Last year’s manufacturing and production survey signaled a major turn-around in new technology investment after a four-year decline from 2008 to 2011. According to FOLIO:’s 2014 manufacturing and production technology survey, investment is still on the rise- spiking another 32 percent from 2012 to 2013.
Meanwhile, satisfaction levels with technology are on the rise as well, at least with the b-to-b media market. Consumer publishers are not as happy, in most cases either maintaining satisfaction levels with specific technology types or becoming less satisfied from last year.
About 28 percent of respondents indicated that they publish b-to-b publications. Slightly more, 35 percent, indicated they publish consumer titles, although 7 percent of that total specifically represents mass-market publications. A little more than a quarter of respondents publish association titles. Respondents were allowed to make multiple selections, so the total percent is greater than 100.
Combined revenue is a mix for this survey. Nineteen percent say their companies bring in $10 million or more. The majority, however, are small to mid-market publishers, with 32 percent reporting revenues between $1 million and $9.9 million and 31 percent reporting under $1 million.

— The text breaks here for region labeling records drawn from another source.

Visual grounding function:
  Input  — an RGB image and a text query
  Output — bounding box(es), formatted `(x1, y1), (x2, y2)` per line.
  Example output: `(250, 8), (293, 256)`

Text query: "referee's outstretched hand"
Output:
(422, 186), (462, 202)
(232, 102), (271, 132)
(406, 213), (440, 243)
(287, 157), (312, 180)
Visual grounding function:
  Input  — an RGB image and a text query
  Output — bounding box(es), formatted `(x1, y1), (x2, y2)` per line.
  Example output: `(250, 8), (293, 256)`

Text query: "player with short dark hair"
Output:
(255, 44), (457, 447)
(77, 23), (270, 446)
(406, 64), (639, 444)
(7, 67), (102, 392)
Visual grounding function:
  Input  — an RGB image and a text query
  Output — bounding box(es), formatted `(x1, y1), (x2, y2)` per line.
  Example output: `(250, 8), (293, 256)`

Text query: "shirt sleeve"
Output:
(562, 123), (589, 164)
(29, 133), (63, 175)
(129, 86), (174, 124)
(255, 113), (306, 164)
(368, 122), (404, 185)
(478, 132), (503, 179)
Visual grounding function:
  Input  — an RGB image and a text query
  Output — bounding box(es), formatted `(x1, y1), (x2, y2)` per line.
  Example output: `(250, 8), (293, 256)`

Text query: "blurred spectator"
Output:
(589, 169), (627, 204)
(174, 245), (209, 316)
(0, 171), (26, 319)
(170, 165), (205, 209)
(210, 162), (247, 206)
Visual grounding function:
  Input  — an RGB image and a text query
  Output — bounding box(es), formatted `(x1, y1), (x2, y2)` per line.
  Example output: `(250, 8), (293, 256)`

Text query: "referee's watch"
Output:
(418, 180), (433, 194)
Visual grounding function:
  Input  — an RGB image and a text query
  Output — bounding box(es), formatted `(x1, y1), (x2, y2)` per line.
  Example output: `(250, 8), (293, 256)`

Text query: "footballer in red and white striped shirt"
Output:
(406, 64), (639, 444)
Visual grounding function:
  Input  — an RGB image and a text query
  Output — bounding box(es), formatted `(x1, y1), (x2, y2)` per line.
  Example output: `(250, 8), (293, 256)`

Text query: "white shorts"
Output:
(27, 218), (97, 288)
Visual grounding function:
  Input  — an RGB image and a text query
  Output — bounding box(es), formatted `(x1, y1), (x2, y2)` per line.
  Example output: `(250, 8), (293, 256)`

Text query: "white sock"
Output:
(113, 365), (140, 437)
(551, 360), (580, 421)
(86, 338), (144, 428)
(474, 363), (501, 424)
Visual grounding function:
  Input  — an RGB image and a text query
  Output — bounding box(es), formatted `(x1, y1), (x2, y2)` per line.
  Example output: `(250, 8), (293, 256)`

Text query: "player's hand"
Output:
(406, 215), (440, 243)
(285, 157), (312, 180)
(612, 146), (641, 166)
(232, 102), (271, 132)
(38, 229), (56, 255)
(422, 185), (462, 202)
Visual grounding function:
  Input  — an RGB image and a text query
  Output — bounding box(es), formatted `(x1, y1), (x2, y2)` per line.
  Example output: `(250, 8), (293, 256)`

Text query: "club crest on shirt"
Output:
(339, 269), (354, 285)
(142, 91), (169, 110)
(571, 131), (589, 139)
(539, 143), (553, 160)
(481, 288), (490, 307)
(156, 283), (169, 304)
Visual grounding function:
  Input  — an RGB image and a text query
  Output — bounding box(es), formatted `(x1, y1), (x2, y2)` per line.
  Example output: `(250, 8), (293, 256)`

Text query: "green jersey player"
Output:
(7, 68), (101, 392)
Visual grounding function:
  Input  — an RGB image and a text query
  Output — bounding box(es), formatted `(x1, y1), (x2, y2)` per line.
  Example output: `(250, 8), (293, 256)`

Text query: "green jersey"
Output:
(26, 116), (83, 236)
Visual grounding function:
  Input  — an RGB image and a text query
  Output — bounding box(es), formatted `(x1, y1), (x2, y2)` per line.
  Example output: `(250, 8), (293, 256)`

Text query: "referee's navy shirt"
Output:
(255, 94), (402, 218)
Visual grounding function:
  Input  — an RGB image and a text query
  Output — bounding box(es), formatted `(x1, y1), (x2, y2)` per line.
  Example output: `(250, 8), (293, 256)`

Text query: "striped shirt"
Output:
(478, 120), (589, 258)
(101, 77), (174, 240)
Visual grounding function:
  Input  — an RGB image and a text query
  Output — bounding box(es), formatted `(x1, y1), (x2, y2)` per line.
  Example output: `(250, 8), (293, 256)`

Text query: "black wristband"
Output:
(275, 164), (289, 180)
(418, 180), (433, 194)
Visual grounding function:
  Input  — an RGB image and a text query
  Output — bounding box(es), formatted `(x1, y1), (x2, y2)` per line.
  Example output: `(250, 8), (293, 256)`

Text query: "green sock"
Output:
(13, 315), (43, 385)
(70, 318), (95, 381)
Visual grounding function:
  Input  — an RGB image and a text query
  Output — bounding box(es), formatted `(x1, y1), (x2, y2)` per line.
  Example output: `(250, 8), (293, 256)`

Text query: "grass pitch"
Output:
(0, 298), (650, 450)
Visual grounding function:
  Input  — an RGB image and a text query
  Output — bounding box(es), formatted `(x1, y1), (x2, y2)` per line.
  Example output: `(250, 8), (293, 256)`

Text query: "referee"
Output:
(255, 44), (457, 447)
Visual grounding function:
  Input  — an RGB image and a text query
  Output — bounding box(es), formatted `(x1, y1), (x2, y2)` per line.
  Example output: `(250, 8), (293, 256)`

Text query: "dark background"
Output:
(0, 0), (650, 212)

The mix of revenues represented here points to a shared investment experience across the various sizes of respondent companies.
PRINT STILL DOMINATES
Print, by far, is still the primary delivery platform for paid content, with a mean of 79.8 percent of respondents identifying themselves as consumer publishers indicating this method. In the b-to-b market, a mean of 84.9 percent of respondents selected this platform.

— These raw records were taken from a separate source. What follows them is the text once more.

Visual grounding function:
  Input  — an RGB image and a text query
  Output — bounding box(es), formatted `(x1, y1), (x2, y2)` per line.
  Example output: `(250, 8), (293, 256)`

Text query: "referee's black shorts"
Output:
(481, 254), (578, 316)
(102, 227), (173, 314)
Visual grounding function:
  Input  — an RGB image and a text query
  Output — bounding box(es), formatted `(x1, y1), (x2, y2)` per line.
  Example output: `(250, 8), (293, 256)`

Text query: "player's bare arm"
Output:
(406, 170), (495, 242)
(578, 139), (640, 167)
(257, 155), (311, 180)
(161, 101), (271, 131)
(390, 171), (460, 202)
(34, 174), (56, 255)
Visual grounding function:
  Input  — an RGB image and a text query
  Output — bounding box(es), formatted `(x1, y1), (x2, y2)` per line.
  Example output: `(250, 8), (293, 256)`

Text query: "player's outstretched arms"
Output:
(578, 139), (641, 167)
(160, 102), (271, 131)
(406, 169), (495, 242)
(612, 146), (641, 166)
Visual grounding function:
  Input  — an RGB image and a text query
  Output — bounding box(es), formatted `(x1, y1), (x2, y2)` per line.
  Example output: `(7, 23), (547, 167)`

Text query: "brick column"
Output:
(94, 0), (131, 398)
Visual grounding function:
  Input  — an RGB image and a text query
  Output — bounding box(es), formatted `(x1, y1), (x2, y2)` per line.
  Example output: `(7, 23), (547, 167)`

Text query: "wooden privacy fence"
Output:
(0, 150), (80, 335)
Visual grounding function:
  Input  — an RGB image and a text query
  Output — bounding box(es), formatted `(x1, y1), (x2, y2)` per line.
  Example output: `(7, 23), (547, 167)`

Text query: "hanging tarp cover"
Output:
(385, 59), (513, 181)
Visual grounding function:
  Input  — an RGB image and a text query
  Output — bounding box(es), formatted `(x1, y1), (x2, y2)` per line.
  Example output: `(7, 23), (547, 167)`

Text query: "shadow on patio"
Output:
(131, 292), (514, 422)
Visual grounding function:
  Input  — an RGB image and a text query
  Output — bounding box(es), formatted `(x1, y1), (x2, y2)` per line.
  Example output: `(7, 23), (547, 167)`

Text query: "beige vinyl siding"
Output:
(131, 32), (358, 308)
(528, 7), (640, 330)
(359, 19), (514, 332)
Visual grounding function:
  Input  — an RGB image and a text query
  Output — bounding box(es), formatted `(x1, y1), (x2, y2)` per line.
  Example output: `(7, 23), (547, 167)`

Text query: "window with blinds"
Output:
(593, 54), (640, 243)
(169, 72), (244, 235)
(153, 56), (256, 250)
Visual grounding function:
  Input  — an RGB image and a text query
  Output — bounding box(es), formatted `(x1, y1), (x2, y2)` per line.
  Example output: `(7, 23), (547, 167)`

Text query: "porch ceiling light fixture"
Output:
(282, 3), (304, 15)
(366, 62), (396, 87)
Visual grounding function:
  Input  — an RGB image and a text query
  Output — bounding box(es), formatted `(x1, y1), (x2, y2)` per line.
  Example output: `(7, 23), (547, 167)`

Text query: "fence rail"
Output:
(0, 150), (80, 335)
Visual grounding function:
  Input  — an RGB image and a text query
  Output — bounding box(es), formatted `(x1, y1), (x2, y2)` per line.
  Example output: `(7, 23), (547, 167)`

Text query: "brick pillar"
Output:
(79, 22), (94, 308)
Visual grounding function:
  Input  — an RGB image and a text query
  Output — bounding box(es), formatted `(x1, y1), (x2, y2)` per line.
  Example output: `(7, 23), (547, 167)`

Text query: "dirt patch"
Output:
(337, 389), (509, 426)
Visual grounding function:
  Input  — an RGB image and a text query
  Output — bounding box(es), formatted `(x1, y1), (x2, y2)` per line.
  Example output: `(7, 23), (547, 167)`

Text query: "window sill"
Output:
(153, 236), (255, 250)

From there, paid content delivery drops off significantly. Only 12.3 percent of consumer publisher respondents say they offer paid Web content, while 17.5 percent of b-to-b publishers do the same.
The numbers continue to shrink in the tablet and mobile categories, but they do reveal the strategic split between consumer and b-to-b media when it comes to content monetization. Only 2.7 percent of consumer respondents offer paid content on the tablet platform, while 11 percent of b-to-b publishers do so. Smartphones are even less-only 1.5 percent of consumer publishers and 3.7 percent of b-to-b publishers indicate this is a paid content platform. These numbers have not changed much since the previous year’s survey.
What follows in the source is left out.